The authors concluded that MRI is a helpful tool when used in the appropriate clinical context for the management of congenital nevi. “As more children undergo imaging, we may discover more nonmelanin abnormalities,” she said.

Joseph M. Lam, MD, who was asked to comment on the study, said that the increased risk of CNS melanin in patients with larger lesions and in those with multiple lesions confirms previous reports.

“It is interesting to note that some patients with nonconcerning imaging results still had neurodevelopmental problems and seizures, albeit at a lower rate than those with concerning imaging results,” said Dr.
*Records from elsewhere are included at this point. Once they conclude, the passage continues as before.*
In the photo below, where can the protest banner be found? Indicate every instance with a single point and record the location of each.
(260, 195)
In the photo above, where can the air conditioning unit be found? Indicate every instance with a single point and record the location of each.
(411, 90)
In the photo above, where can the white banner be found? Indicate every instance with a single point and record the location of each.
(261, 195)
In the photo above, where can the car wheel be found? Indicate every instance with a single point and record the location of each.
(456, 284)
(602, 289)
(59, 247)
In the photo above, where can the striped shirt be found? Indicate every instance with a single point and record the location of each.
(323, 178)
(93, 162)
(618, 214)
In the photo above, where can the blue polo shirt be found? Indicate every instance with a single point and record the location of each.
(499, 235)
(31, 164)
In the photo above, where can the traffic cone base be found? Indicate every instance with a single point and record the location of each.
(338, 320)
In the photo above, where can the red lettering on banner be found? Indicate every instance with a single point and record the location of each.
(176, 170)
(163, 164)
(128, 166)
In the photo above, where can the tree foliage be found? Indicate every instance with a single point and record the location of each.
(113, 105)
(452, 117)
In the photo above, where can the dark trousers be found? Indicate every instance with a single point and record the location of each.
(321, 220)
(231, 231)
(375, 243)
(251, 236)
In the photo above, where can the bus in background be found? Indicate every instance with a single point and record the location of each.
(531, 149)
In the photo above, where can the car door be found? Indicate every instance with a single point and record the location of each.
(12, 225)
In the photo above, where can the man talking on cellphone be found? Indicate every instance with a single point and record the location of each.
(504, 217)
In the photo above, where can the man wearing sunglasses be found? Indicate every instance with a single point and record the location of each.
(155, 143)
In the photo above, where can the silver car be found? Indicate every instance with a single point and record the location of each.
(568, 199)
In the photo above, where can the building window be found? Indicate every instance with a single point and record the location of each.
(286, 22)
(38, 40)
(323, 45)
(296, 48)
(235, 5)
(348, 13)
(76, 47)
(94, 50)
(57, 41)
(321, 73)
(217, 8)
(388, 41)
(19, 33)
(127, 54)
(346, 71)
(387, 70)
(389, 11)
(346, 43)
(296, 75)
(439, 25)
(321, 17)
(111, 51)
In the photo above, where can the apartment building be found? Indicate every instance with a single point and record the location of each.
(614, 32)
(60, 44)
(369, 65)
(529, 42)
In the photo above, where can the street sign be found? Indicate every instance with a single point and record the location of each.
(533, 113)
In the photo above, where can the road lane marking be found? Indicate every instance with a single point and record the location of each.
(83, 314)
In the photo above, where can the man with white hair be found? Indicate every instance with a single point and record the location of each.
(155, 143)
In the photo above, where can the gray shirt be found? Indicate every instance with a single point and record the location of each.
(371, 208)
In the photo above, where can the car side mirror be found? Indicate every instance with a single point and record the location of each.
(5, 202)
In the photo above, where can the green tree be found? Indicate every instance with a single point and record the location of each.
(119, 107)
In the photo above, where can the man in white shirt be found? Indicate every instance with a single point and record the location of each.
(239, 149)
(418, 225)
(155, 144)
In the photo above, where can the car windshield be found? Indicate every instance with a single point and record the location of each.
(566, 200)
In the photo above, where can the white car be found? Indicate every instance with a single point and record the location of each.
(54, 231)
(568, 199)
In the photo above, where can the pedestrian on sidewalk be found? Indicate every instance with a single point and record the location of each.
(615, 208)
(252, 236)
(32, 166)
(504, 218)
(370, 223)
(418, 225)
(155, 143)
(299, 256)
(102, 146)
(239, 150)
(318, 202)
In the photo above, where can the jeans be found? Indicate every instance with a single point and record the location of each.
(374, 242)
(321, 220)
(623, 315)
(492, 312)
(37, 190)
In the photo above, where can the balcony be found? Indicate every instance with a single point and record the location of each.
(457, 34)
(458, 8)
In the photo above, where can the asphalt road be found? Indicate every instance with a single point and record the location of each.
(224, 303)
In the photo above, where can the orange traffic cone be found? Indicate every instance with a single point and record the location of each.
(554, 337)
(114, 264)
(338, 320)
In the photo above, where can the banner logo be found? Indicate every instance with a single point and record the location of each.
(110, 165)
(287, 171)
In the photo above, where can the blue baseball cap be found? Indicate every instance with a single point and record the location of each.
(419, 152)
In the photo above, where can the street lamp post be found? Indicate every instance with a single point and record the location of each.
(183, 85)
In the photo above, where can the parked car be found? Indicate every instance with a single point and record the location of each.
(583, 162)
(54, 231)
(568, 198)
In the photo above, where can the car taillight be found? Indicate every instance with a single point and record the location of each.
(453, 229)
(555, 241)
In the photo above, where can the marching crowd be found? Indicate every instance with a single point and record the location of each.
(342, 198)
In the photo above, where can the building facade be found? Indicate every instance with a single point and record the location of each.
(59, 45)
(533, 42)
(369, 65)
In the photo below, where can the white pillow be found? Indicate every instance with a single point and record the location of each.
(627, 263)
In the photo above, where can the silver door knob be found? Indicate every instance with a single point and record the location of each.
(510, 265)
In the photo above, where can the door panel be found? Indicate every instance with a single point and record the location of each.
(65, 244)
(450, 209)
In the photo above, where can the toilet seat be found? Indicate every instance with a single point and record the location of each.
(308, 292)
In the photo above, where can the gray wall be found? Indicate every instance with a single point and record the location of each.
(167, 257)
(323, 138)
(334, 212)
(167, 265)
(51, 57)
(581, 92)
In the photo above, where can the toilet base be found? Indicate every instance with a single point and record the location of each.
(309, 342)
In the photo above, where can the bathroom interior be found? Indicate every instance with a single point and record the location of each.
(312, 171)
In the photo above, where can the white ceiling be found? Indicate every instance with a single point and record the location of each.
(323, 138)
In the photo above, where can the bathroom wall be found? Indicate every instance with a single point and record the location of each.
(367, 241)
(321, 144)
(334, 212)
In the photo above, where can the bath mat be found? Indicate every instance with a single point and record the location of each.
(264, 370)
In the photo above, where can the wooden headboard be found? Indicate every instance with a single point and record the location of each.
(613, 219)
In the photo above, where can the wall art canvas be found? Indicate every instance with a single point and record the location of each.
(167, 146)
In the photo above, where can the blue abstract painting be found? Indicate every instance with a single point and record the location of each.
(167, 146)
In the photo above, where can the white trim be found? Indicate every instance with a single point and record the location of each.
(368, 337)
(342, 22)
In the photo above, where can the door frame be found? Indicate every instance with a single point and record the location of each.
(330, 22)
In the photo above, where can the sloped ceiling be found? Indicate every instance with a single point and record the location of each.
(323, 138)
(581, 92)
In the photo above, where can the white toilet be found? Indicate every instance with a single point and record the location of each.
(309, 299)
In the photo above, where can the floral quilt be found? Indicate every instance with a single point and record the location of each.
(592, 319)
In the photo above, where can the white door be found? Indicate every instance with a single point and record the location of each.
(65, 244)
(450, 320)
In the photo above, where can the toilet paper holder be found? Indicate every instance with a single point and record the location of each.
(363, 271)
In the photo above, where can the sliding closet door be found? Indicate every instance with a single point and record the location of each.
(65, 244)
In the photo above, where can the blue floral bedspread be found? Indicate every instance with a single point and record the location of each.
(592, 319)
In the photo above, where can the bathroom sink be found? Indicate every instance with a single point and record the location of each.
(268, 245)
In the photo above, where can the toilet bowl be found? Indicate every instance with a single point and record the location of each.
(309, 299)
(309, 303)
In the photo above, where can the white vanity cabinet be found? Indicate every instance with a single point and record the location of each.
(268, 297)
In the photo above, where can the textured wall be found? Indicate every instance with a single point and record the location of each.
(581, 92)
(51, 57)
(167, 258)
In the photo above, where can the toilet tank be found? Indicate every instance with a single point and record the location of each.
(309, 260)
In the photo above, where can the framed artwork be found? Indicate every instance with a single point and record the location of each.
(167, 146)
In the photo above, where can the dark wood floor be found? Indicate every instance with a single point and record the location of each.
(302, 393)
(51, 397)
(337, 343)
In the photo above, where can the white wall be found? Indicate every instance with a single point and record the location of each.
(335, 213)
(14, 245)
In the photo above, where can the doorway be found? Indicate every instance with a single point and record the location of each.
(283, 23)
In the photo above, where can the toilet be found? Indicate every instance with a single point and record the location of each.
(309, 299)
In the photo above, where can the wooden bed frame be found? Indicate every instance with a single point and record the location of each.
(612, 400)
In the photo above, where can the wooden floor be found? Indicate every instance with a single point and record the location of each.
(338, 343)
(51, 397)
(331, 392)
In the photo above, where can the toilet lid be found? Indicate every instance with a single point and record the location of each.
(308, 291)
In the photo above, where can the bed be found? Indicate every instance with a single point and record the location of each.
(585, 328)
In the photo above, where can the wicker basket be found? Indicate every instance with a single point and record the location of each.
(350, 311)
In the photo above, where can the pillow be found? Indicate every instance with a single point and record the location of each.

Lam, a pediatric dermatologist at British Columbia Children’s Hospital, Vancouver. “The lack of a control group for comparison of rates of neurological sequelae, such as NDP, seizures and nonmelanin structural anomalies, limits the generalizability of the findings. However, this is a nice study that helps us understand better the CNS anomalies in CMN.”

Ms. Neale acknowledged certain limitations of the study, including the lack of a control group without CMN, the small number of patients, the potential for referral bias, and its retrospective design. Also, the proximity of the study period does not allow for chronic follow-up and detection of the development of melanoma or other problems in the future.

Ms. Neale and associates reported having no relevant financial disclosures. Dr. Lam disclosed that he has received speaker fees from Pierre Fabre.